I am using vb.net and have a handful of URLs that refuse to be crawled. I would really like to detect when a crawl returns a null response, but seem to be having a problem figuring out HOW.

Code:

Public Sub crawler_ProcessPageCrawlCompleted(sender As Object, e As PageCrawlCompletedArgs)

    pageNumber += 1
    Try

        Dim crawledPage As CrawledPage = e.CrawledPage


        If (Not (crawledPage.HttpWebResponse Is Nothing) And Not (crawledPage.WebException Is Nothing)) Or crawledPage.HttpWebResponse.StatusCode <> HttpStatusCode.OK Then
            CrawlFailed(e.CrawledPage.ToString, Failed)
        Else

            If String.IsNullOrEmpty(crawledPage.Content.Text) Then
                CrawlFailed(e.CrawledPage.ToString, NoContent)
            Else
                StoreContent(e)
            End If

        End If


    Catch ex As Exception
        RichTextBox1.AppendText(e.CrawledPage.ToString & " - " & ex.Message & vbCrLf)
    End Try

End Sub

I put in the Catch-Try to capture that exception, but I would really rather capture it in my CrawlFailed subroutine to do something with that URL.

I have tried to figure out how to use GetResponseStream and Stream.Null, but can't seem to figure out how to detect an empty stream :( I'm just missing something, but I've googled all over the place and the best I can find is this thread: crawledPage.HttpWebResponse is null in Abot.

However - that doesn't really explain HOW to detect and code against the result.

Community
  • 1
  • 1
Andrew
  • 437
  • 7
  • 18
  • `GetResponseStream and Stream.Null`? Do you mean this issue (http://stackoverflow.com/questions/22921555/check-null-for-httpwebresponse)? You don't need to check for Stream.Null and doing so accomplishes nothing. Also, HTTP does not recognize a "null" response but you can detect an empty stream by reading from it or possibly by using the Length property. – usr Nov 08 '16 at 13:38
  • I did read through that, although I just now saw your final analysis on it. Since I'm using Abot, I'm not quite sure how I detect whatever it is giving me as an output, then?
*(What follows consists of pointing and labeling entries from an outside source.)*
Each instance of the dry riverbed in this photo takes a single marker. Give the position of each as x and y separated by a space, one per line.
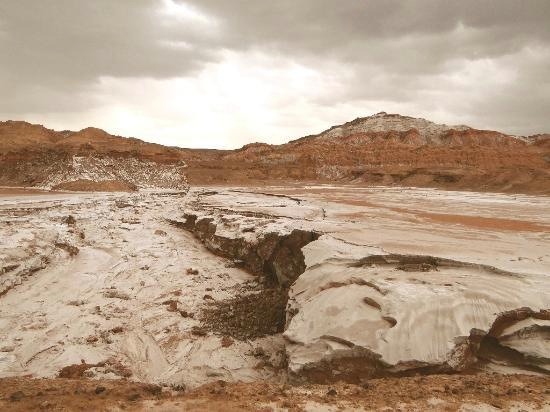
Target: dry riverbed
122 287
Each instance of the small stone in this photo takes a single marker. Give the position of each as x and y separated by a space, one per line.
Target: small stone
17 396
133 397
227 341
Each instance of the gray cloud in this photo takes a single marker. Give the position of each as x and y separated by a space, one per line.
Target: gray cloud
429 56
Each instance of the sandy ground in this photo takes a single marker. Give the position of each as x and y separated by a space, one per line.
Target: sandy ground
481 393
102 280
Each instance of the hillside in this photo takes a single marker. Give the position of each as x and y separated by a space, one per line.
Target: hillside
387 149
90 160
383 149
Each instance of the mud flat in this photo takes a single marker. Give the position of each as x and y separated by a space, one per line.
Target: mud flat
319 284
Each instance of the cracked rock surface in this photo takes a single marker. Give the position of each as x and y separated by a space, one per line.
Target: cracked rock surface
324 283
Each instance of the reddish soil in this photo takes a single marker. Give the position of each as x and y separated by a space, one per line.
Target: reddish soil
468 159
418 393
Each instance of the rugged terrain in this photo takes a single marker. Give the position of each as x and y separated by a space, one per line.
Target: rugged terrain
308 296
89 160
388 149
383 149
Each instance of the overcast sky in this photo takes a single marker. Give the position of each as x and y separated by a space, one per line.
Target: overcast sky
220 73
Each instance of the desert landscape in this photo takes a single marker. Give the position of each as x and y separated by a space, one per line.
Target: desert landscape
299 205
117 272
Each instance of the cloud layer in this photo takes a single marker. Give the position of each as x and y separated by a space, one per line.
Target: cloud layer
213 73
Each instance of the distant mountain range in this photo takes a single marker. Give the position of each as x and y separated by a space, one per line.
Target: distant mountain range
383 149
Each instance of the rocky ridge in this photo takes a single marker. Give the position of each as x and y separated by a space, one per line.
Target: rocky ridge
387 149
89 160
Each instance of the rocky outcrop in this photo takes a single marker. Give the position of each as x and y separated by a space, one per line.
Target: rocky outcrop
89 160
276 256
387 149
355 319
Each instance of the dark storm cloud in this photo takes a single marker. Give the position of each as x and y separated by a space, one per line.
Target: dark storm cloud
53 52
52 49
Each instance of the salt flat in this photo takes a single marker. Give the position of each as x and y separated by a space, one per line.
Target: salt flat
102 280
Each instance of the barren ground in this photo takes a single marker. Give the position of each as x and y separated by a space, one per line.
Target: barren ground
102 289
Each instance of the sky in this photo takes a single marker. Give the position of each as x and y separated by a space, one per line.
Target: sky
221 74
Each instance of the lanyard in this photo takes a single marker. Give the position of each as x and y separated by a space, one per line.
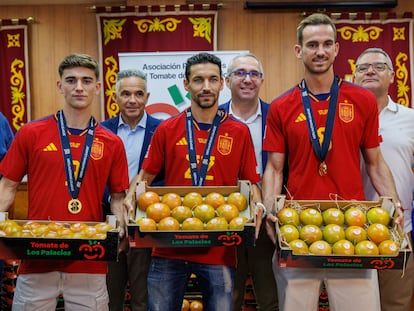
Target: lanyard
74 185
198 176
320 151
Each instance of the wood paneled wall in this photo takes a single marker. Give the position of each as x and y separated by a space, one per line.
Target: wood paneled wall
60 30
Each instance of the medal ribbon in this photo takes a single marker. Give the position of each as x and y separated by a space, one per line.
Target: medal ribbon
75 185
198 176
320 151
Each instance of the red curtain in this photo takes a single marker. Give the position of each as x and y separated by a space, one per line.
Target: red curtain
394 35
14 73
150 29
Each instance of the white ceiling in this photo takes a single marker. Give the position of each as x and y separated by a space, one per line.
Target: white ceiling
50 2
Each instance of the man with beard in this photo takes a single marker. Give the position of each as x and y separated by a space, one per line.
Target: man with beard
202 146
324 123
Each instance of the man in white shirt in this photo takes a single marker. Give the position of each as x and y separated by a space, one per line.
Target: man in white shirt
374 71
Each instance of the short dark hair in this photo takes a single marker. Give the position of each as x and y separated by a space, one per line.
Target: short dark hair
79 60
201 58
314 20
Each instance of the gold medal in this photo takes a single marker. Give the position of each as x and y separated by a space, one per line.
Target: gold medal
74 206
323 169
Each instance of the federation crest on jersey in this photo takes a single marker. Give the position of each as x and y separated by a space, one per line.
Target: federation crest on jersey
346 112
224 144
97 150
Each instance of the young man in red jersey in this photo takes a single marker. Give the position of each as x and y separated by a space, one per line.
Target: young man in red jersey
69 159
323 124
202 146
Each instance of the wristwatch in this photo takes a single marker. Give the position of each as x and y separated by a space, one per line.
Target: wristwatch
259 204
398 205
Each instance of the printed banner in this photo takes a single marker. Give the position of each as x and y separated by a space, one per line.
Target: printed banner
395 36
165 75
150 29
14 73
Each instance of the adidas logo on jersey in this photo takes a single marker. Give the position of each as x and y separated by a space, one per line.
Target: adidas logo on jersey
300 118
182 142
50 147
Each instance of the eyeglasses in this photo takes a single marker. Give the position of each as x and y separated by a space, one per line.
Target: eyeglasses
379 67
242 74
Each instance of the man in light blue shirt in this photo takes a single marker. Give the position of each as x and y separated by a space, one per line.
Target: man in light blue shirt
135 127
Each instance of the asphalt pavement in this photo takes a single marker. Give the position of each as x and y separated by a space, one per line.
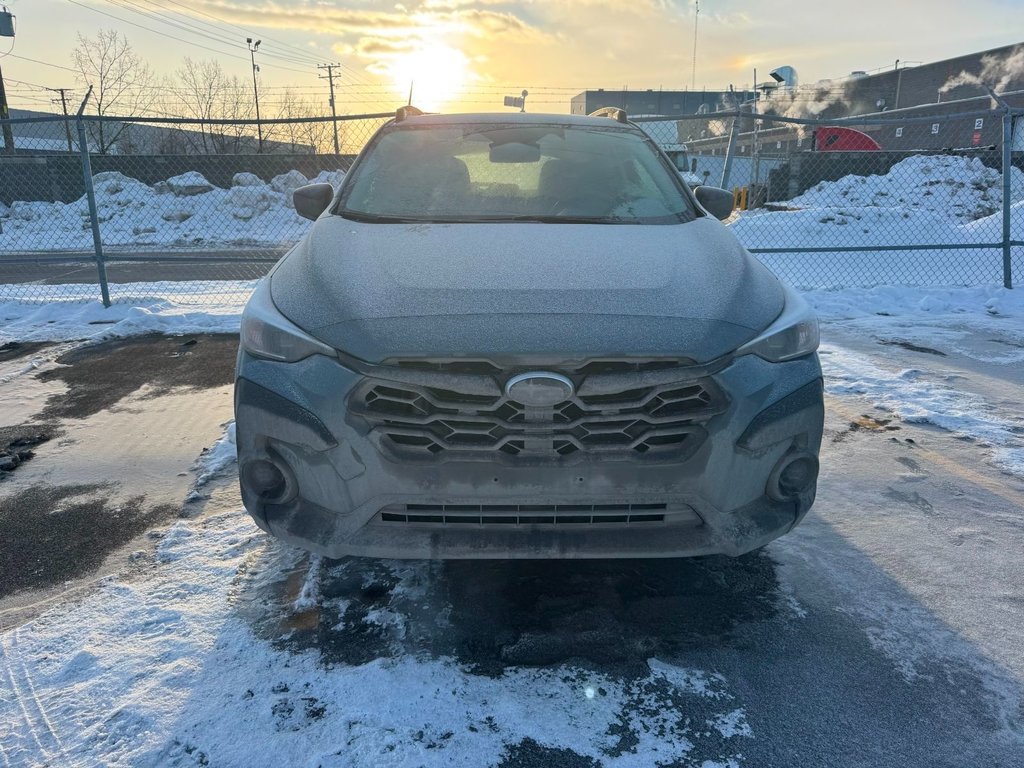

I'm sure I'm missing something out of your response @usr, maybe you can help me understand? – Andrew Nov 08 '16 at 14:34
  • I don't know anything about Abot but if `crawledPage.HttpWebResponse` is of type `HttpWebResponse` then my answer applies. Just read from that stream to obtain the content and possibly find it empty. If you can't make that work post the reading code. – usr Nov 08 '16 at 14:35

1 Answers1

1

I had the same issue (dotnet core), with a fiddler session I could see the response actually did come. But I also saw it took a long time for the site to return result.

Try setting config.HttpRequestTimeoutInSeconds to a higher value. It resolved my issues.

André
  • 750
  • 11
  • 24